Foto: picture-alliance/ dpa/dpa

Seit Januar bin ich Volontärin beim General-Anzeiger und schreibe an meiner Masterarbeit im Fach Geschichte. Sie handelt von sogenannten Altverlagen, wie auch der General-Anzeiger einer war. Wie Zeitungsverlage zum Naziregime standen und wie sie nach 1945 mit ihrer Vergangenheit umgingen, ist ein kaum beackertes Forschungsfeld der Unternehmenshistoriker.

Die Tagespresse verkümmerte nach 1933 zum Propagandawerkzeug. Die Verlage wurden schrittweise gleichgeschaltet, das heißt personell, inhaltlich oder wirtschaftlich dem NS-Regime unterworfen. Reichspressekammer und Propagandaministerium verfügten über Kontroll-Instrumente. Das Schriftleitergesetz machte Journalisten zu „Schriftleitern“ und Journalismus zur „vom Staat durch dieses Gesetz geregelten öffentlichen Aufgabe“.

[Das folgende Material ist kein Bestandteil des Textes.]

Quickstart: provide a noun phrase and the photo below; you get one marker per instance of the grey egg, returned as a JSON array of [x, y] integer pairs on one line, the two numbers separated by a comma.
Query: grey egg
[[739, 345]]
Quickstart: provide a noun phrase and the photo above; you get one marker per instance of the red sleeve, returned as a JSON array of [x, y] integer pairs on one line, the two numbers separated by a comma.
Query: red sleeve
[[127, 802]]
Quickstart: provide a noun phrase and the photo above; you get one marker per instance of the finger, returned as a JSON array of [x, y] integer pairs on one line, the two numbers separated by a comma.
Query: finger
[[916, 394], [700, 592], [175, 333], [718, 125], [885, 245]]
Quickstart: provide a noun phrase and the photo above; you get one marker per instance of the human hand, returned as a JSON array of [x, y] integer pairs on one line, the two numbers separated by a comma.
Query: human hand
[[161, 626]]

Verleger und Journalisten waren ein Spiegel der Gesellschaft. Viele bejubelten die sogenannte Machtergreifung, einige distanzierten sich innerlich vom Regime, aber der später gern postulierte „Widerstand zwischen den Zeilen“ blieb weitgehend wirkungslos.

Lizenzen nach dem Krieg nur für unbelastete Verlage

Als Altverlage bezeichnet man Unternehmen, die vor 1945 Zeitungen herausgaben. Sie durften nach Kriegsende zunächst nicht wieder tätig werden. Die Alliierten vergaben Lizenzen nur an Unbelastete. Erst 1949 durften alle Altverlage ihre Druckmaschinen wieder anwerfen.

Die wenigen wissenschaftlichen Verlagsgeschichten zur NS-Zeit erschienen meist nach öffentlichem Druck. Die Kölner DuMont Mediengruppe vergab 2006 nach einem „Spiegel“-Artikel über Grundstückskäufe vor 1945 einen Auftrag an den Historiker Manfred Pohl. Er sollte untersuchen, ob diese Käufe Teil der „Arisierungen“ der Nazis waren. Dazu gab es im Buch aber nur ein recht kurzes Kapitel – ohne abschließendes Fazit.

Es war wieder der „Spiegel“, der 2017 fragte, warum eine vom Madsack-Verlag in Hannover beim Historiker Jens Flemming in Auftrag gegebene Arbeit nach Fertigstellung nicht veröffentlicht wurde. Als sie dann doch erschien, zeigte sich, dass Flemming kritischer und ausführlicher als Pohl auf den heikelsten Aspekt einging: das zögerliche Verhalten gegenüber Rückerstattungsansprüchen der jüdischen Familie Sichel, die unter den Nazis ihre Anteile am Verlag verloren hatte.

Viele Verlage blendeten Anpassungsverhalten an das NS-Regime aus

Aufträge an Historiker waren eine Seltenheit – die meisten Altverleger gewährten nur in hübschen Festschriften zu ihren Jubiläen Einblicke in die Wahrnehmung ihrer eigenen Geschichte zwischen 1933 und 1945. Diese Festschriften sind nicht zentral archiviert – man muss sie sich zusammensuchen. Eine Auswahl von knapp 20 Festschriften und Online-Publikationen, die alle zumindest kurz die NS-Zeit thematisierten, zeigt ein vielfältiges Bild.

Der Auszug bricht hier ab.